Cabinet working to resolve border issue – secretary of state
Secretary of State Karen Bradley has insisted that she and her cabinet colleagues are working hard to make sure that they can resolve the vexed issue of the Irish border.
Mrs Bradley also stressed that there would be no border in the Irish Sea after the UK leaves the EU.
"That's what we all want to achieve," she said today in Brussels, where she was meeting EU chief negotiator Michel Barnier.
"But obviously we need to put into legal text those matters that were agreed in the Joint Report and that's what we're working on."
The meeting came ahead of the European Council summit later this week.
The secretary of state also had a meeting with Ulster Unionist MEP Jim Nicholson, who again called on the British government to stand by its commitment that the constitutional integrity of the UK will not be diluted by any Brexit deal.
The Ulster Unionist MEP said it was clear that more work was required to resolve the issue of the Irish border.

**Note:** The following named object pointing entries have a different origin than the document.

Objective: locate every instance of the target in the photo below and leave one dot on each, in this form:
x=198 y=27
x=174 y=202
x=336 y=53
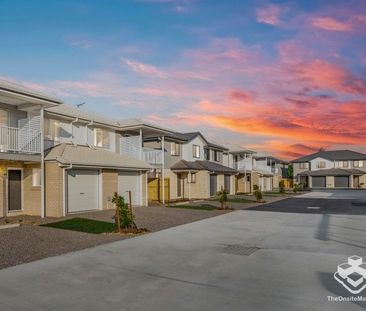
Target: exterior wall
x=109 y=187
x=201 y=188
x=187 y=149
x=313 y=164
x=54 y=189
x=329 y=181
x=31 y=195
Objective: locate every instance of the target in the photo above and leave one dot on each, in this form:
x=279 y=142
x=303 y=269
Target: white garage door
x=82 y=190
x=129 y=181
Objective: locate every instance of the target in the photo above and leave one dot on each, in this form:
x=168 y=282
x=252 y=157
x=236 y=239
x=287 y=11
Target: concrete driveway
x=354 y=194
x=204 y=265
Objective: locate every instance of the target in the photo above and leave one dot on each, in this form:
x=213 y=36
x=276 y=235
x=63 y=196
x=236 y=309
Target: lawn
x=204 y=207
x=83 y=225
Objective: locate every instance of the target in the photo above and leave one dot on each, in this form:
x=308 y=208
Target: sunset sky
x=283 y=77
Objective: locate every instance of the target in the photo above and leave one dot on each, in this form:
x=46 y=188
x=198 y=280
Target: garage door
x=318 y=181
x=213 y=184
x=82 y=190
x=129 y=181
x=341 y=181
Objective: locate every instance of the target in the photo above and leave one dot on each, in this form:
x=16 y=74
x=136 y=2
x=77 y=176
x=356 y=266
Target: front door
x=14 y=190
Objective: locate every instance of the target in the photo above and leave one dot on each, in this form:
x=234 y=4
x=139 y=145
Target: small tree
x=124 y=218
x=281 y=186
x=258 y=193
x=222 y=194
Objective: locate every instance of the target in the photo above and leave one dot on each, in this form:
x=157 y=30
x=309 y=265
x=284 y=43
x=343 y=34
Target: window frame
x=196 y=154
x=36 y=180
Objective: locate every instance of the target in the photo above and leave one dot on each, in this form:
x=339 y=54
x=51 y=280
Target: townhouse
x=331 y=169
x=192 y=167
x=257 y=169
x=56 y=159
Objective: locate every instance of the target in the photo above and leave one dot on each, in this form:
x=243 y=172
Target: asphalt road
x=244 y=260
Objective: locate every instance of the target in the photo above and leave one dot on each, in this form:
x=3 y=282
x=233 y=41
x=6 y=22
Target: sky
x=281 y=77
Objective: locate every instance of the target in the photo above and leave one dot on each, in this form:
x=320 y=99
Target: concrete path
x=335 y=194
x=200 y=266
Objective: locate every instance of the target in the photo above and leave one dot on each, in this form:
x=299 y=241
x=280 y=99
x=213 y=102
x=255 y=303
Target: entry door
x=14 y=190
x=227 y=183
x=213 y=184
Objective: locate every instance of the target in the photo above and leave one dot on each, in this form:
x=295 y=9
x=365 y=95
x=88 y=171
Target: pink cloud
x=270 y=15
x=329 y=23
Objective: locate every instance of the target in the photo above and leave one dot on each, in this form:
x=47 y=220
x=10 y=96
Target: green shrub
x=124 y=218
x=281 y=186
x=258 y=194
x=222 y=195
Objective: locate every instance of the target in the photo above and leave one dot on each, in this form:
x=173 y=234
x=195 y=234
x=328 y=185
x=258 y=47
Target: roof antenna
x=79 y=105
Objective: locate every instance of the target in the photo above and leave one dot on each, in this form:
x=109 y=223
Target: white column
x=140 y=140
x=189 y=184
x=42 y=165
x=163 y=168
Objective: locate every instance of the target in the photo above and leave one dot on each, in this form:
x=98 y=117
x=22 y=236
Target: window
x=196 y=151
x=174 y=149
x=52 y=129
x=358 y=163
x=101 y=138
x=36 y=177
x=206 y=153
x=217 y=156
x=341 y=163
x=193 y=178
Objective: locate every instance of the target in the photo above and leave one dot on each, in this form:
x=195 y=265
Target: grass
x=83 y=225
x=204 y=207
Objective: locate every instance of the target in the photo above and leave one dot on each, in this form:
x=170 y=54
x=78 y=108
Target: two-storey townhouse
x=193 y=167
x=84 y=166
x=22 y=185
x=257 y=169
x=331 y=169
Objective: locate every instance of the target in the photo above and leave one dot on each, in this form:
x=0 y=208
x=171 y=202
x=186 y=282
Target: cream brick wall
x=54 y=189
x=109 y=187
x=329 y=181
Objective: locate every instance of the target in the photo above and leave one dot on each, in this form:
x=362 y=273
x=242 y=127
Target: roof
x=15 y=88
x=79 y=155
x=333 y=155
x=333 y=172
x=199 y=165
x=74 y=112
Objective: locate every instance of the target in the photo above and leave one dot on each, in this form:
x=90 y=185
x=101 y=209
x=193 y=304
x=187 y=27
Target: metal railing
x=19 y=140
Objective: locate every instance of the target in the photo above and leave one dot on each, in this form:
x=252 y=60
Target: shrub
x=258 y=194
x=124 y=217
x=281 y=186
x=222 y=195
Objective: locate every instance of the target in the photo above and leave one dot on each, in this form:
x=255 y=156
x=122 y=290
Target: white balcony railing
x=19 y=140
x=153 y=156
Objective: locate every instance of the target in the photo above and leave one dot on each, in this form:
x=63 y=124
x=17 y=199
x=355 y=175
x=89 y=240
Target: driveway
x=335 y=194
x=244 y=260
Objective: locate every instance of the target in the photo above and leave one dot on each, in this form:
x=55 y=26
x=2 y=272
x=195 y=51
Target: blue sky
x=285 y=77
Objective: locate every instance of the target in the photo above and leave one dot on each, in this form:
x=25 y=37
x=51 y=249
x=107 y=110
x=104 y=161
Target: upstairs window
x=217 y=156
x=341 y=163
x=101 y=138
x=358 y=163
x=196 y=151
x=52 y=129
x=303 y=165
x=206 y=153
x=174 y=149
x=36 y=177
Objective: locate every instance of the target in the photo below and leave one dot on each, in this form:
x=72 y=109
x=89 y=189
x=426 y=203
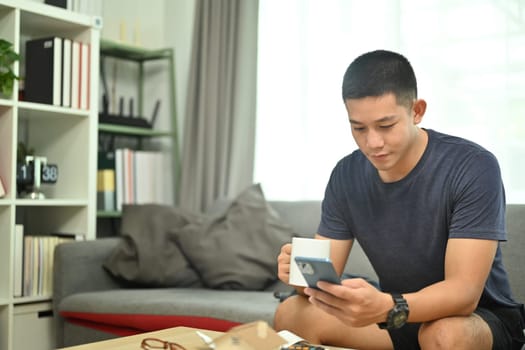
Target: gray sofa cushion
x=237 y=306
x=148 y=254
x=237 y=249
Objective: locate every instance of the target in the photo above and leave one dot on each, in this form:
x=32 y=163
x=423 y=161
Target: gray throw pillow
x=148 y=254
x=238 y=248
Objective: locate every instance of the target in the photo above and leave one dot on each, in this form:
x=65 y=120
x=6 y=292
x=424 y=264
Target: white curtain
x=469 y=59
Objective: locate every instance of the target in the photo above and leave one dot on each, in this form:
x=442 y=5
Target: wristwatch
x=398 y=315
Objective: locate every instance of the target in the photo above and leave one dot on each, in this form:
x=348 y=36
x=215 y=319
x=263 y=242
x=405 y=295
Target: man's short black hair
x=380 y=72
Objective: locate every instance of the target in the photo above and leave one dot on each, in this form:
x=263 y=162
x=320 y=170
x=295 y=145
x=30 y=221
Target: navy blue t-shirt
x=455 y=191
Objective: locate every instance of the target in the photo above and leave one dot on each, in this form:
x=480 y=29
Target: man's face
x=387 y=134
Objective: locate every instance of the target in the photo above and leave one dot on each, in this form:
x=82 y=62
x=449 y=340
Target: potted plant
x=7 y=77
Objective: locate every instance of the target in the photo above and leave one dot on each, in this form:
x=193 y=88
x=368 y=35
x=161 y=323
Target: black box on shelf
x=126 y=121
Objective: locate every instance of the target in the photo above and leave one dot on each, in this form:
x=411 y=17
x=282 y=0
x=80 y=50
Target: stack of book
x=33 y=267
x=134 y=177
x=57 y=72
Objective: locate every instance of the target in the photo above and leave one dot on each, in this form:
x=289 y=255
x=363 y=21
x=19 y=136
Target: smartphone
x=317 y=269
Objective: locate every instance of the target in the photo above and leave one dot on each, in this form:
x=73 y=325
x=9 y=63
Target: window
x=472 y=74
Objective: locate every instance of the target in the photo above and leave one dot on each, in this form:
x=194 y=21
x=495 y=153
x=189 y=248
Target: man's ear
x=419 y=107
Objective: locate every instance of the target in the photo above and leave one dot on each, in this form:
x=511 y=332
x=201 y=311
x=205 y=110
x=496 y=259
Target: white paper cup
x=315 y=248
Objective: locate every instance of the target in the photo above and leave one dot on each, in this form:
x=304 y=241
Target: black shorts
x=506 y=324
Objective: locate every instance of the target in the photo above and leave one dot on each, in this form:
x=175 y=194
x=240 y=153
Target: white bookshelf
x=68 y=138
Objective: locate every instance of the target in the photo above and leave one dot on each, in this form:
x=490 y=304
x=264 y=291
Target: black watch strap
x=398 y=315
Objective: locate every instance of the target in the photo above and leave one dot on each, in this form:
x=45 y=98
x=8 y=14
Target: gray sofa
x=81 y=285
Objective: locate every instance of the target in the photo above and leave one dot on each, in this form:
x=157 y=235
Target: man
x=428 y=210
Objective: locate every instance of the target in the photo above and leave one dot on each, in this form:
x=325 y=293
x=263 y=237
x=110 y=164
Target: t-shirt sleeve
x=479 y=200
x=334 y=216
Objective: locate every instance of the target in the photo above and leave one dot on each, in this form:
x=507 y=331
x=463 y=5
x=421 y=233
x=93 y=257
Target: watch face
x=399 y=319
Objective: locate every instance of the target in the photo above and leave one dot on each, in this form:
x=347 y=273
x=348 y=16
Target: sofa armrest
x=77 y=268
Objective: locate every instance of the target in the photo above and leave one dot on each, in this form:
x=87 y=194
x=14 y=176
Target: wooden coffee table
x=184 y=335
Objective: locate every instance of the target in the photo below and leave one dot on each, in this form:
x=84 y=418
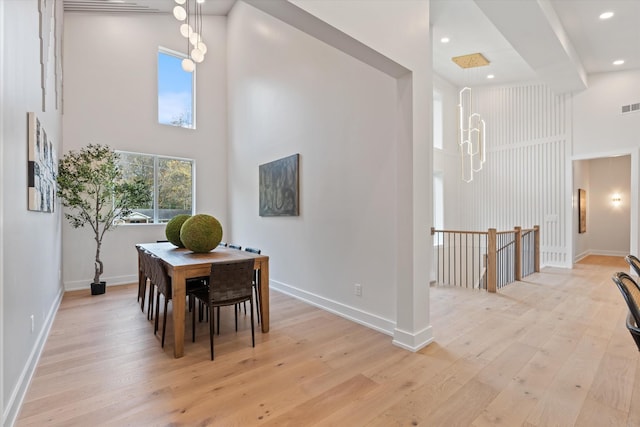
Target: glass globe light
x=186 y=30
x=179 y=13
x=194 y=38
x=188 y=65
x=197 y=55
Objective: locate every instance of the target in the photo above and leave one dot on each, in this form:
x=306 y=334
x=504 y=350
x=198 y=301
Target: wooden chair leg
x=193 y=324
x=211 y=332
x=164 y=319
x=155 y=328
x=253 y=336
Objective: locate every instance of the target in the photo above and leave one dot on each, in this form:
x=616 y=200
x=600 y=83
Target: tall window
x=176 y=106
x=437 y=120
x=172 y=182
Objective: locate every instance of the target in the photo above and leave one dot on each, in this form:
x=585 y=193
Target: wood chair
x=634 y=262
x=229 y=284
x=631 y=293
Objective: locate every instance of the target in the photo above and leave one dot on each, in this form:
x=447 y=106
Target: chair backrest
x=231 y=282
x=159 y=276
x=631 y=293
x=634 y=262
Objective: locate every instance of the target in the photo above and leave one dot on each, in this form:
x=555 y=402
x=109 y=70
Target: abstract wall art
x=42 y=168
x=279 y=187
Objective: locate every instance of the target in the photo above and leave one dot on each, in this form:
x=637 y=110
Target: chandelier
x=471 y=126
x=189 y=12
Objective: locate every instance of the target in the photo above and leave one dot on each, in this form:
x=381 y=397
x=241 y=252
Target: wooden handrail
x=508 y=258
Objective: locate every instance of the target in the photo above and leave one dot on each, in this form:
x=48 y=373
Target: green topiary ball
x=172 y=231
x=201 y=233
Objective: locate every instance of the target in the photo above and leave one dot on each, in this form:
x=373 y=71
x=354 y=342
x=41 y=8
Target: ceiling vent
x=631 y=108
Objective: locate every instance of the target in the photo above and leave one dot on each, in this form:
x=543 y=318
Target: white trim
x=413 y=342
x=2 y=145
x=24 y=380
x=369 y=320
x=78 y=285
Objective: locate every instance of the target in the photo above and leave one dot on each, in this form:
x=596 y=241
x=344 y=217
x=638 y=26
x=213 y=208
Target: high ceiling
x=556 y=41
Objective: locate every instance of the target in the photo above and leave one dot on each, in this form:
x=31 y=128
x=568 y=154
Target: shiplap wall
x=524 y=179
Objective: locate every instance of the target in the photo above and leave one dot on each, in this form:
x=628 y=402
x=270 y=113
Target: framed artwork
x=42 y=168
x=279 y=187
x=582 y=211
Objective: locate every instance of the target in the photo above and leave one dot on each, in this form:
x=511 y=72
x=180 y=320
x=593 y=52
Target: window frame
x=156 y=162
x=180 y=55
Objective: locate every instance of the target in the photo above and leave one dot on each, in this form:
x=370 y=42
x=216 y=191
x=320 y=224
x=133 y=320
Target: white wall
x=111 y=98
x=290 y=93
x=600 y=130
x=581 y=180
x=599 y=125
x=447 y=160
x=30 y=241
x=523 y=182
x=409 y=44
x=608 y=225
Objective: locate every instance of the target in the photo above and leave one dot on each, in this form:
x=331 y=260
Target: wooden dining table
x=183 y=264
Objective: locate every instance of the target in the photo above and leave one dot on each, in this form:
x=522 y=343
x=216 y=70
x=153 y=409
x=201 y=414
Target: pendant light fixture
x=189 y=12
x=471 y=126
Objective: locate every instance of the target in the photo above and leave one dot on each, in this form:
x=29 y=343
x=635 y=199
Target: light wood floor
x=549 y=351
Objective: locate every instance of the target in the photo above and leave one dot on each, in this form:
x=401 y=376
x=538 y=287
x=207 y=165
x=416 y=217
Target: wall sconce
x=616 y=199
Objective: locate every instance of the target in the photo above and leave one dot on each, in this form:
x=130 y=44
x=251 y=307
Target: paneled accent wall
x=524 y=179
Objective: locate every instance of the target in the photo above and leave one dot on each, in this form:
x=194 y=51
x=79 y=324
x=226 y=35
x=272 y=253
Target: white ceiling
x=556 y=41
x=505 y=40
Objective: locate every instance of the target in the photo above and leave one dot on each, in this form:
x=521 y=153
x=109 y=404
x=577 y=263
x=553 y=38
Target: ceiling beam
x=535 y=32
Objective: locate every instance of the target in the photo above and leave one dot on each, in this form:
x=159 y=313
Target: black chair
x=142 y=276
x=256 y=285
x=631 y=293
x=229 y=284
x=634 y=262
x=161 y=279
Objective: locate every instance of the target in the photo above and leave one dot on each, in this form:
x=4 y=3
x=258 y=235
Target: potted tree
x=92 y=188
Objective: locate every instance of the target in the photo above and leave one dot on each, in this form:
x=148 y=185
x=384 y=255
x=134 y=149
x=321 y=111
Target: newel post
x=492 y=278
x=518 y=257
x=536 y=253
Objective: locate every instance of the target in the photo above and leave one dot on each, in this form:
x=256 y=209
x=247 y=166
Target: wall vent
x=631 y=108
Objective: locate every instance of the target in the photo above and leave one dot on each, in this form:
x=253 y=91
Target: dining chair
x=634 y=262
x=631 y=294
x=230 y=283
x=142 y=276
x=161 y=279
x=256 y=284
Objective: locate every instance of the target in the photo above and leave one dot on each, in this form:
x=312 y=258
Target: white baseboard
x=355 y=315
x=413 y=341
x=111 y=281
x=19 y=392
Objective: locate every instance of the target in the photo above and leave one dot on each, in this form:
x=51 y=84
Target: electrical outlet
x=357 y=289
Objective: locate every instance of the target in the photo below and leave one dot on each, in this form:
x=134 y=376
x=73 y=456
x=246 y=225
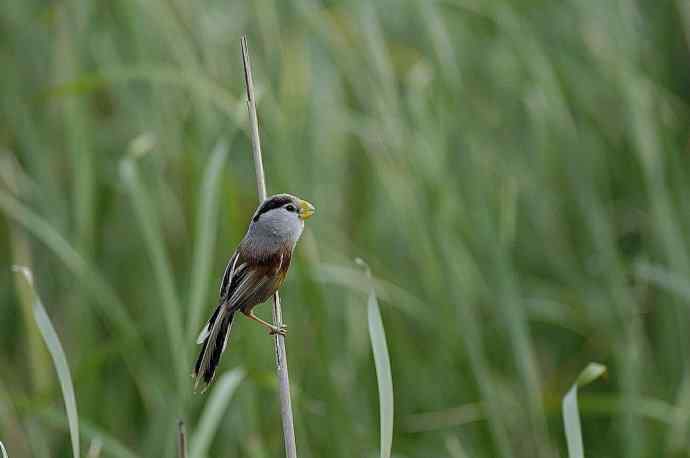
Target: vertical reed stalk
x=281 y=357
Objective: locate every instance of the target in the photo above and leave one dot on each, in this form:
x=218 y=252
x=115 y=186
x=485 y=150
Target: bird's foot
x=282 y=330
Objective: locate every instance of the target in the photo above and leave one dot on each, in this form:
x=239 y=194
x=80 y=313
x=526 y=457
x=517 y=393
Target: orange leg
x=282 y=330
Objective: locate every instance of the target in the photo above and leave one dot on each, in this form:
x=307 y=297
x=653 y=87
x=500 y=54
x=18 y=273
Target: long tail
x=214 y=338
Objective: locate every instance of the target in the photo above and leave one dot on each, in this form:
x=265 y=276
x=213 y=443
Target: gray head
x=278 y=221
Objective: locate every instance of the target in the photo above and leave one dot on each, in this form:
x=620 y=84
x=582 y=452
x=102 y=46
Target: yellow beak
x=305 y=209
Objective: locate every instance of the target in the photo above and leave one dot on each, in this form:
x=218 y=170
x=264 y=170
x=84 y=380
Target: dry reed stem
x=281 y=357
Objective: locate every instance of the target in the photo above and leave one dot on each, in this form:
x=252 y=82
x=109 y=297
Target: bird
x=255 y=271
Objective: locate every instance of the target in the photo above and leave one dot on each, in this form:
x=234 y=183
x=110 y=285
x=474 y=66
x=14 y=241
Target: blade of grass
x=379 y=348
x=277 y=313
x=150 y=226
x=571 y=414
x=206 y=224
x=52 y=341
x=111 y=306
x=95 y=448
x=111 y=445
x=213 y=413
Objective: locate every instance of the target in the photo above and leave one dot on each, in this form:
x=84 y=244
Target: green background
x=515 y=173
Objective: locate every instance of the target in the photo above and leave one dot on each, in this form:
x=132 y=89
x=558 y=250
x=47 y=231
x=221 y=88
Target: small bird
x=254 y=273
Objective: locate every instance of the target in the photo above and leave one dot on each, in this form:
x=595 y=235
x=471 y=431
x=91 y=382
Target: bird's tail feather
x=214 y=339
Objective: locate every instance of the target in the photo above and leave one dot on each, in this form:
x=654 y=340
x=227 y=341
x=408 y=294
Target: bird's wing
x=254 y=280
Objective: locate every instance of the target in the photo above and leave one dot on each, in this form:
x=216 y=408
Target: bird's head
x=281 y=216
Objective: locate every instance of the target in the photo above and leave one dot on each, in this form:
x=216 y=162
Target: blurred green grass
x=515 y=172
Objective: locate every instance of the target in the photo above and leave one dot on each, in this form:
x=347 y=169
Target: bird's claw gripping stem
x=282 y=330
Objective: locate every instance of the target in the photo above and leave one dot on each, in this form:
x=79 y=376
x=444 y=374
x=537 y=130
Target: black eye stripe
x=270 y=204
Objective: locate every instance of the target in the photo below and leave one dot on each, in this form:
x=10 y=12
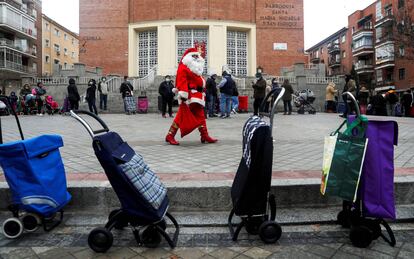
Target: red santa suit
x=190 y=87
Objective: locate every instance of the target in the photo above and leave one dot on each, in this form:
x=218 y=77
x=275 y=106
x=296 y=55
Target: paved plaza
x=298 y=142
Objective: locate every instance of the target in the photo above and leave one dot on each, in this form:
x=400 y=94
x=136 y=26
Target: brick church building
x=132 y=36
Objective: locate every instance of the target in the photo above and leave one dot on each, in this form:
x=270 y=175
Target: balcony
x=5 y=43
x=334 y=48
x=387 y=20
x=16 y=21
x=334 y=62
x=364 y=67
x=364 y=32
x=315 y=60
x=15 y=67
x=387 y=38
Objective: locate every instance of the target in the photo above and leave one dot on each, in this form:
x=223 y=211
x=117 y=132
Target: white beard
x=195 y=65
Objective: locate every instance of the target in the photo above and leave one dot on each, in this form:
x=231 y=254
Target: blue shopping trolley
x=34 y=171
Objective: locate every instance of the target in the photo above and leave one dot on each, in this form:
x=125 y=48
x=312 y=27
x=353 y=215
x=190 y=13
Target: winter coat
x=288 y=92
x=73 y=94
x=91 y=93
x=330 y=92
x=211 y=87
x=103 y=88
x=165 y=90
x=259 y=88
x=126 y=89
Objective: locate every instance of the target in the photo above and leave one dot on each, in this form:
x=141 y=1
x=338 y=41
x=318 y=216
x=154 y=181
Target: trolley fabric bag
x=377 y=181
x=35 y=173
x=347 y=161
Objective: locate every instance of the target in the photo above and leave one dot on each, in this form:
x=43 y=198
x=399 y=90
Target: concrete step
x=98 y=197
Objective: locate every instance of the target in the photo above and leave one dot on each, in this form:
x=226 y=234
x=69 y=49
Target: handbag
x=348 y=157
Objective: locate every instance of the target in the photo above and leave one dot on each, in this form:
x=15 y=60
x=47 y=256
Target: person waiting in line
x=211 y=94
x=235 y=100
x=167 y=94
x=126 y=89
x=287 y=97
x=259 y=92
x=363 y=99
x=226 y=87
x=330 y=97
x=103 y=94
x=276 y=88
x=39 y=92
x=73 y=95
x=407 y=102
x=91 y=96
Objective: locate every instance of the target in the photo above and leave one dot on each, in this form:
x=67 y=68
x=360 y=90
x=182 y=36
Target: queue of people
x=381 y=103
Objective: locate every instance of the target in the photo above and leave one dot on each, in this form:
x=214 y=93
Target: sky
x=322 y=17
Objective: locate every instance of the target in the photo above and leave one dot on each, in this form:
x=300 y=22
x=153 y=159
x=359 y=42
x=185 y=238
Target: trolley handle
x=88 y=127
x=354 y=101
x=5 y=99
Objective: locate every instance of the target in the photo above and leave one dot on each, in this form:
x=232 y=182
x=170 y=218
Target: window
x=147 y=51
x=402 y=51
x=186 y=39
x=401 y=73
x=237 y=52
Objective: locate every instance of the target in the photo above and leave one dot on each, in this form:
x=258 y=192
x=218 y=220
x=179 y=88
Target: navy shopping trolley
x=34 y=171
x=250 y=192
x=143 y=198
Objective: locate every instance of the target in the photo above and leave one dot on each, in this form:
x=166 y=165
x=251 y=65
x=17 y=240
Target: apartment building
x=20 y=40
x=380 y=45
x=60 y=47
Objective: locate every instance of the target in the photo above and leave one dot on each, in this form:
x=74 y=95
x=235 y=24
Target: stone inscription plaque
x=281 y=15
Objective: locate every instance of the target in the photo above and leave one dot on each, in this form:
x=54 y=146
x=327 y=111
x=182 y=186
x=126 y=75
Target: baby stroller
x=143 y=198
x=51 y=106
x=303 y=101
x=35 y=174
x=250 y=192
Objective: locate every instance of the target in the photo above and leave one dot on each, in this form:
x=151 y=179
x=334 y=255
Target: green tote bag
x=348 y=157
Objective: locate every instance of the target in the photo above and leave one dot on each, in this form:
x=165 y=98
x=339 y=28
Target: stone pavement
x=298 y=142
x=312 y=241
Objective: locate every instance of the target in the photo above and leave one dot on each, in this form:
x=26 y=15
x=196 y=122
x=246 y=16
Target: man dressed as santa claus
x=190 y=88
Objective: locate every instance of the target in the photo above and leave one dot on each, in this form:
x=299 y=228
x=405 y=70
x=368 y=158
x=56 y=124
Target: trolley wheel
x=162 y=224
x=12 y=228
x=361 y=236
x=30 y=222
x=253 y=225
x=100 y=240
x=121 y=223
x=150 y=237
x=270 y=232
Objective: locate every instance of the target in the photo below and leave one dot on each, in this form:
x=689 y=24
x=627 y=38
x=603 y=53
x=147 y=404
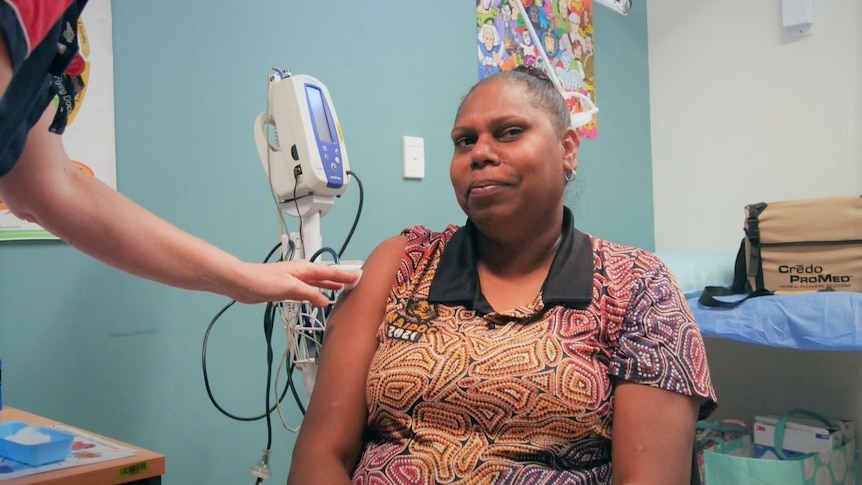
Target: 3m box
x=801 y=436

"The European Commission is still unwilling to understand the unionist position in terms of its objection to the December backstop agreement as interpreted by the EU," he said.
"Indeed, this interpretation would itself represent a breach of the same Belfast Agreement the European Union has pledged to protect in Brexit talks."
Meanwhile, leading Tory Remainer Dominic Grieve has said that Theresa May's government would not accept new checks on goods moving between Northern Ireland and Britain – or the so-called 'border in the Irish Sea' scenario.
"A border down the Irish Sea is completely unacceptable and I think it’s abundantly clear that the government will never accept it," the Beacosnfield MP said.
Mr Grieve was speaking during a visit to the north last Thursday when he addressed an Ulster Unionist Party dinner.
Little over 24 hours earlier, the would-be rebel had voted with the Conservative government to ensure the Brexit bill passed through Westminster.
Mr Grieve predicted that Mrs May's government would fall if it tried to impose a border in the Irish Sea.
"Do bear in mind that even somebody like me, who is a Remainer, could never accept such an arrangement,” he told the News Letter.